Прежде чем уйти, Лиза, обернувшись ко мне, произносит тихим голосом (но почему сказанное тихим голосом звучит иногда так громко?):
– Если вы этого не сделаете, я вас возненавижу.
– Вот и любовное признание, – констатирую я. – Хоть и выраженное в негативной форме…
Топот дамских каблучков слышен в коридоре, затем на лестнице. Не легкий озорной топоток, позволяющий вообразить кокетство и грацию убегающей женщины, а чеканная поступь уверенной в себе статной дамы.
Топот кобылы – так, наверное, сказал бы я четырьмя месяцами раньше. Но четыре месяца срок немалый, и, сам не знаю почему, последнее время я делаюсь слишком снисходительным к этой женщине. До чего дошло – обсуждаю с нею служебные дела, дарю ей перстни. А она исцеляет мои раны, полученные по ее же вине, и вообще всячески меня спасает.
А должно быть наоборот. Мне надо было сказать ей тоном, не терпящим возражений: перестаньте вы наконец меня спасать. Чем больше вы меня спасаете, тем вернее засасывает меня болото ваших историй. Спасайте Владо.
Но она-то знает, что Владо не нуждается в ее заботах. Он нуждается кое в чем другом – в лучезарной ее улыбке, в пышных ее прелестях, только не в назиданиях. Этот человек – человек на своем месте и занимается общественно полезным трудом. А я… Чем я лучше Жоржа, пусть даже и суечусь в интеллектуальной сфере? Какая-то полукоммерческая-полуинкассаторская профессия, с той лишь разницей, что я не занимаюсь перепродажей импортных товаров, а сбываю собственные изделия и получаю за них кое-какие деньжонки, называемые гонорарами. Производим штучный товар и получаем за него, кто сколько даст.
Из глубины комнаты надвигается сумрак. Меня всегда занимал вопрос, почему сумрак идет из глубины комнат, хотя никакого специального источника сумрака там нет. Вероятно, он заводится в углах тем же таинственным образом, как заводились мыши в нестираном белье (по крайней мере, так считалось когда-то).
Не сказал бы, что раньше моя жизнь протекала бесцельно. Напротив, иногда мне хотелось воскликнуть: довольно, хватит, осточертело мне преследовать всякие цели – то я должен обзавестись квартирой, то найти себе работу получше, то раздобыть денег, чтобы жена хотя бы на месяц убралась с моих глаз на Золотые пески. Проза жизни, но куда от нее денешься? И если ты вечно в заботах, вечно в долгах – моральных и материальных, – нечего удивляться, что времени для достижения более возвышенных целей (связанных, к примеру, с судьбами человечества) у тебя не остается вовсе.

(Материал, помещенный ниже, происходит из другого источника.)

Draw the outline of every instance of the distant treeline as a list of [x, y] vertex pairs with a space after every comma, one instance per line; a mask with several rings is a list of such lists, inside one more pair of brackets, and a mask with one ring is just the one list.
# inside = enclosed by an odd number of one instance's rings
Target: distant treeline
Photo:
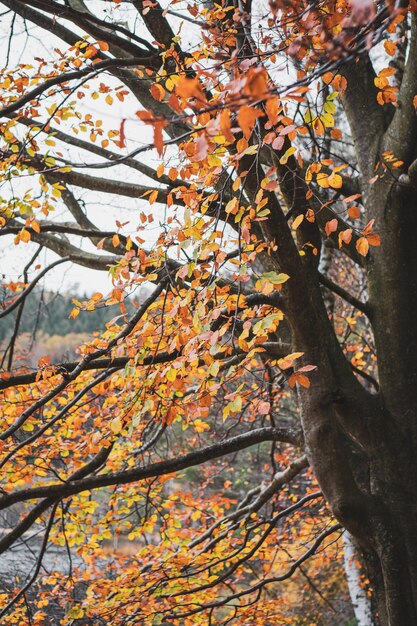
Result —
[[[5, 302], [13, 297], [10, 291], [0, 287], [0, 311]], [[80, 302], [88, 300], [88, 296], [79, 294], [55, 294], [42, 289], [34, 289], [26, 298], [23, 314], [19, 325], [19, 334], [42, 331], [47, 335], [67, 335], [69, 333], [92, 333], [104, 328], [106, 322], [120, 313], [118, 305], [102, 306], [94, 311], [81, 310], [78, 317], [70, 319], [74, 308], [72, 299]], [[126, 308], [133, 309], [126, 301]], [[18, 308], [9, 315], [0, 318], [0, 342], [8, 339], [14, 330]]]

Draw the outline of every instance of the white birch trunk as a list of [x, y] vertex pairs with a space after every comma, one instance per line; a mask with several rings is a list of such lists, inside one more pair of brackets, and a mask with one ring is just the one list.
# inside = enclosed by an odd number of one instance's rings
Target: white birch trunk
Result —
[[356, 562], [358, 553], [350, 534], [343, 533], [344, 544], [344, 567], [349, 588], [349, 595], [352, 600], [353, 611], [358, 626], [374, 626], [371, 613], [371, 602], [366, 590], [361, 586], [360, 569]]

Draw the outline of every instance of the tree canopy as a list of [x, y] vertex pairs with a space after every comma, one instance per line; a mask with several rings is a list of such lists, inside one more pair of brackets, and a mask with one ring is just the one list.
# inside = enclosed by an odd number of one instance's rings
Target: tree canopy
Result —
[[[0, 6], [0, 619], [311, 626], [346, 532], [417, 623], [415, 0]], [[70, 263], [102, 328], [24, 367]]]

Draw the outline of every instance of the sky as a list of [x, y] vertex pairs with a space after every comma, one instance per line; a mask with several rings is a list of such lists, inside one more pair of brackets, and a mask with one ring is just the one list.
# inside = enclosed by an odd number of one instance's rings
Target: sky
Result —
[[[96, 15], [104, 17], [110, 13], [114, 13], [114, 4], [110, 2], [102, 2], [96, 0], [95, 2], [89, 2], [88, 6], [94, 8]], [[181, 5], [176, 5], [176, 11], [181, 11]], [[119, 15], [120, 14], [120, 15]], [[129, 21], [130, 24], [134, 23], [136, 26], [136, 32], [140, 32], [141, 36], [146, 36], [147, 32], [143, 25], [137, 23], [137, 12], [134, 9], [130, 9], [128, 13], [123, 5], [119, 11], [116, 12], [117, 18], [120, 21]], [[132, 21], [133, 20], [133, 21]], [[185, 38], [185, 45], [192, 45], [191, 39], [193, 36], [193, 28], [187, 23], [187, 27], [181, 26], [182, 20], [176, 17], [170, 18], [171, 24], [174, 27], [175, 32], [182, 33]], [[2, 18], [0, 23], [0, 65], [8, 67], [14, 67], [20, 62], [31, 62], [34, 57], [42, 56], [45, 59], [57, 58], [57, 53], [54, 52], [55, 47], [59, 47], [62, 51], [65, 50], [66, 44], [60, 42], [50, 33], [45, 33], [37, 27], [29, 28], [29, 36], [23, 28], [23, 24], [20, 20], [17, 20], [14, 26], [14, 40], [10, 50], [8, 50], [8, 38], [10, 34], [10, 19], [8, 16]], [[80, 31], [80, 36], [82, 31]], [[148, 34], [149, 40], [152, 38]], [[7, 55], [9, 56], [7, 63]], [[112, 76], [107, 74], [102, 75], [97, 80], [91, 80], [90, 93], [99, 86], [100, 82], [105, 82], [108, 85], [117, 86], [117, 81]], [[47, 102], [50, 105], [52, 100]], [[101, 119], [103, 121], [103, 130], [106, 133], [110, 129], [119, 129], [121, 122], [125, 119], [125, 133], [126, 133], [126, 148], [124, 150], [118, 150], [115, 146], [109, 146], [115, 152], [128, 153], [131, 150], [146, 145], [152, 142], [152, 130], [150, 127], [143, 125], [135, 112], [138, 110], [139, 105], [133, 96], [127, 96], [124, 102], [120, 102], [117, 98], [114, 98], [113, 104], [110, 106], [105, 103], [104, 97], [99, 100], [93, 100], [91, 97], [85, 97], [78, 104], [77, 108], [82, 115], [90, 114], [94, 119]], [[65, 129], [64, 125], [61, 125], [62, 130]], [[81, 136], [81, 135], [80, 135]], [[88, 139], [86, 134], [84, 139]], [[59, 143], [59, 142], [57, 142]], [[1, 147], [1, 146], [0, 146]], [[43, 150], [47, 150], [47, 146], [42, 145]], [[82, 163], [97, 163], [102, 161], [100, 157], [88, 154], [81, 150], [71, 149], [68, 151], [67, 147], [60, 146], [65, 156], [70, 157], [73, 162]], [[140, 156], [149, 165], [157, 166], [160, 159], [157, 157], [155, 151], [151, 151]], [[139, 172], [131, 170], [124, 166], [115, 166], [109, 169], [101, 170], [88, 170], [83, 169], [83, 173], [90, 173], [95, 176], [102, 176], [104, 178], [121, 179], [125, 181], [135, 182], [139, 184], [154, 185], [152, 181], [142, 176]], [[28, 188], [35, 188], [37, 181], [31, 181], [29, 177], [19, 177], [18, 180], [14, 179], [11, 184], [9, 181], [0, 182], [0, 197], [7, 201], [11, 195], [22, 196]], [[77, 198], [84, 200], [86, 206], [88, 206], [88, 216], [96, 223], [97, 226], [103, 230], [117, 230], [115, 224], [116, 220], [121, 223], [128, 222], [123, 228], [124, 234], [139, 234], [143, 236], [143, 233], [136, 233], [136, 225], [139, 222], [138, 216], [141, 211], [145, 213], [150, 210], [154, 216], [154, 222], [151, 227], [146, 230], [146, 246], [151, 246], [156, 241], [160, 232], [160, 223], [164, 219], [164, 209], [158, 205], [152, 205], [149, 207], [148, 202], [144, 198], [132, 199], [125, 197], [111, 196], [109, 194], [101, 194], [97, 192], [85, 191], [80, 188], [72, 187]], [[69, 220], [71, 216], [66, 212], [62, 205], [58, 205], [57, 210], [53, 216], [54, 221]], [[79, 244], [80, 239], [76, 237], [70, 238], [74, 244]], [[96, 252], [97, 250], [92, 245], [84, 245], [84, 249], [90, 252]], [[1, 280], [18, 280], [21, 275], [21, 268], [30, 256], [37, 249], [37, 245], [30, 242], [29, 244], [20, 244], [15, 246], [14, 237], [4, 236], [0, 238], [0, 279]], [[45, 264], [51, 263], [58, 257], [51, 251], [42, 251], [39, 256], [39, 263], [42, 267]], [[34, 274], [33, 274], [34, 275]], [[5, 278], [3, 278], [5, 277]], [[112, 281], [105, 271], [90, 270], [74, 264], [60, 265], [55, 270], [52, 270], [47, 274], [45, 279], [45, 286], [47, 289], [56, 291], [63, 290], [76, 293], [92, 294], [97, 291], [106, 294], [112, 289]]]
[[[76, 1], [79, 2], [79, 0]], [[107, 1], [104, 2], [103, 0], [93, 0], [87, 4], [99, 17], [110, 18], [113, 21], [117, 20], [123, 22], [131, 28], [135, 28], [135, 32], [141, 37], [147, 37], [149, 38], [149, 41], [152, 41], [151, 35], [147, 33], [144, 25], [140, 23], [140, 18], [134, 8], [128, 7], [126, 4], [118, 5], [118, 8], [115, 8], [114, 3]], [[162, 5], [168, 6], [167, 0], [163, 0]], [[185, 10], [185, 6], [186, 5], [182, 2], [175, 3], [175, 12], [181, 13], [183, 11], [189, 16], [189, 13]], [[259, 16], [263, 12], [268, 11], [267, 0], [259, 0], [259, 2], [254, 4], [254, 10], [255, 9], [258, 11]], [[194, 26], [189, 21], [183, 21], [178, 17], [169, 16], [169, 20], [174, 32], [180, 34], [184, 48], [191, 50], [199, 40], [199, 27]], [[254, 18], [254, 23], [256, 24], [256, 17]], [[33, 58], [39, 56], [42, 56], [45, 59], [56, 59], [58, 57], [58, 54], [55, 51], [56, 47], [59, 47], [63, 52], [66, 50], [65, 43], [60, 42], [52, 34], [45, 33], [45, 31], [42, 31], [37, 27], [29, 26], [28, 36], [20, 20], [15, 22], [13, 45], [9, 49], [8, 40], [10, 25], [10, 17], [3, 17], [0, 23], [0, 65], [14, 67], [20, 62], [24, 61], [27, 63]], [[71, 28], [73, 27], [71, 26]], [[82, 31], [80, 31], [79, 34], [81, 38], [81, 35], [83, 34]], [[8, 62], [7, 56], [9, 56]], [[287, 63], [287, 61], [284, 63]], [[288, 70], [287, 66], [278, 66], [278, 70], [280, 71], [280, 80], [283, 81], [284, 84], [288, 84], [292, 81], [294, 76], [291, 76], [291, 72]], [[98, 79], [93, 79], [89, 82], [89, 93], [93, 93], [93, 91], [99, 86], [100, 82], [105, 82], [110, 86], [120, 84], [114, 77], [103, 74]], [[51, 100], [48, 100], [47, 105], [50, 104]], [[127, 154], [135, 148], [152, 142], [152, 129], [140, 122], [138, 117], [135, 115], [138, 108], [138, 102], [131, 95], [127, 96], [124, 102], [120, 102], [114, 97], [113, 104], [111, 106], [105, 103], [104, 97], [101, 97], [98, 100], [93, 100], [88, 95], [77, 103], [77, 109], [82, 115], [85, 116], [89, 114], [93, 117], [93, 119], [101, 119], [103, 121], [102, 128], [105, 133], [110, 129], [118, 130], [122, 120], [125, 120], [127, 144], [125, 150], [120, 151], [114, 146], [109, 146], [113, 151], [121, 152], [122, 154], [123, 152]], [[69, 120], [67, 128], [65, 128], [65, 123], [63, 123], [61, 125], [61, 129], [68, 131], [71, 128], [72, 123], [73, 121]], [[88, 139], [88, 133], [81, 137]], [[40, 142], [40, 146], [43, 152], [48, 150], [48, 146], [43, 144], [42, 141]], [[68, 150], [68, 147], [63, 144], [59, 146], [59, 149], [62, 151], [63, 155], [68, 157], [68, 159], [72, 162], [97, 163], [101, 161], [100, 157], [85, 153], [81, 150], [74, 150], [72, 148]], [[168, 151], [168, 156], [169, 154], [170, 153]], [[172, 158], [174, 158], [174, 154], [174, 149], [172, 149]], [[152, 166], [157, 166], [160, 162], [160, 159], [154, 150], [146, 152], [143, 155], [141, 154], [138, 158], [143, 159]], [[155, 186], [155, 183], [146, 179], [145, 176], [142, 176], [136, 170], [126, 168], [122, 165], [101, 170], [83, 169], [82, 172], [105, 178], [121, 179]], [[13, 184], [10, 184], [9, 181], [3, 181], [3, 183], [0, 182], [0, 197], [7, 200], [7, 198], [10, 198], [13, 194], [16, 196], [22, 196], [31, 186], [36, 188], [36, 184], [37, 181], [31, 181], [28, 176], [19, 177], [17, 180], [14, 179]], [[88, 217], [101, 229], [116, 230], [117, 227], [115, 221], [118, 220], [121, 223], [127, 222], [126, 226], [123, 227], [124, 234], [139, 234], [141, 237], [146, 239], [144, 245], [147, 248], [152, 246], [152, 244], [156, 241], [161, 231], [161, 224], [164, 222], [165, 209], [161, 205], [154, 204], [149, 206], [147, 200], [144, 198], [131, 199], [117, 197], [109, 194], [85, 191], [74, 187], [72, 187], [72, 190], [78, 199], [85, 201], [85, 205], [88, 207]], [[147, 227], [146, 235], [143, 235], [143, 233], [136, 233], [136, 226], [139, 222], [139, 213], [141, 211], [145, 213], [152, 212], [154, 217], [154, 222], [151, 227]], [[72, 217], [60, 204], [57, 205], [57, 210], [53, 219], [54, 221], [57, 219], [61, 221], [70, 219], [73, 221]], [[24, 245], [20, 244], [16, 247], [13, 243], [13, 239], [13, 237], [0, 238], [0, 278], [2, 275], [5, 275], [9, 277], [8, 280], [17, 280], [19, 278], [22, 266], [36, 249], [36, 245], [33, 243]], [[80, 243], [79, 239], [73, 236], [70, 237], [70, 240], [77, 245]], [[83, 244], [83, 247], [90, 252], [99, 254], [96, 248], [92, 245]], [[56, 255], [50, 251], [42, 252], [39, 257], [42, 267], [45, 264], [56, 260], [56, 258]], [[65, 264], [60, 265], [57, 269], [48, 273], [47, 278], [45, 279], [45, 286], [47, 289], [52, 291], [64, 290], [73, 293], [85, 292], [87, 294], [99, 291], [100, 293], [106, 294], [112, 289], [112, 282], [106, 272], [98, 272], [77, 265]]]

Старый дом притих, в комнате у меня сгустился мрак, вот-вот я бессознательно пойду блуждать в лесных чащобах моих сновидений. Скорее бы погрузиться в забытье, но леса все еще не видно, ум продолжает копошиться в реальности, мысленно я даже заглядываю вниз, к Несси, который, укрывшись шинелью, дремлет с утренней газетой в руках, или к Димову, который лежит в постели, закутанный, словно мумия, вытянувшийся, как будто бедняга заранее решил отработать позу, отвечающую грядущему дню – дню печальному и торжественному… Но пока еще он жив, и пока еще он сокрушается, как много не сделано и как мало осталось жить, и успеть ничего невозможно, ибо все опутано, словно паутиной, причинами и следствиями, и никто не скажет, где их начало и где конец… Затем ни с того ни с сего я снова вспоминаю Лизу, а заодно инженера Илиева; должно быть, они сейчас в каком-нибудь ресторане – сидят себе, воркуют, обсуждают волнующую тему: как мы устроим свою жизнь, когда поженимся. Как-нибудь устроитесь, говорю я, могу даже чулан вам уступить, чтоб было куда Петьо поместить, с Петьо мы как-нибудь найдем общий язык, вот только комнату вам уступить не смогу – не потому, что она мне так уж нужна, но, согласитесь, было бы бесчеловечно покинуть своего старого друга – орех. Нет, орех я вам не отдам.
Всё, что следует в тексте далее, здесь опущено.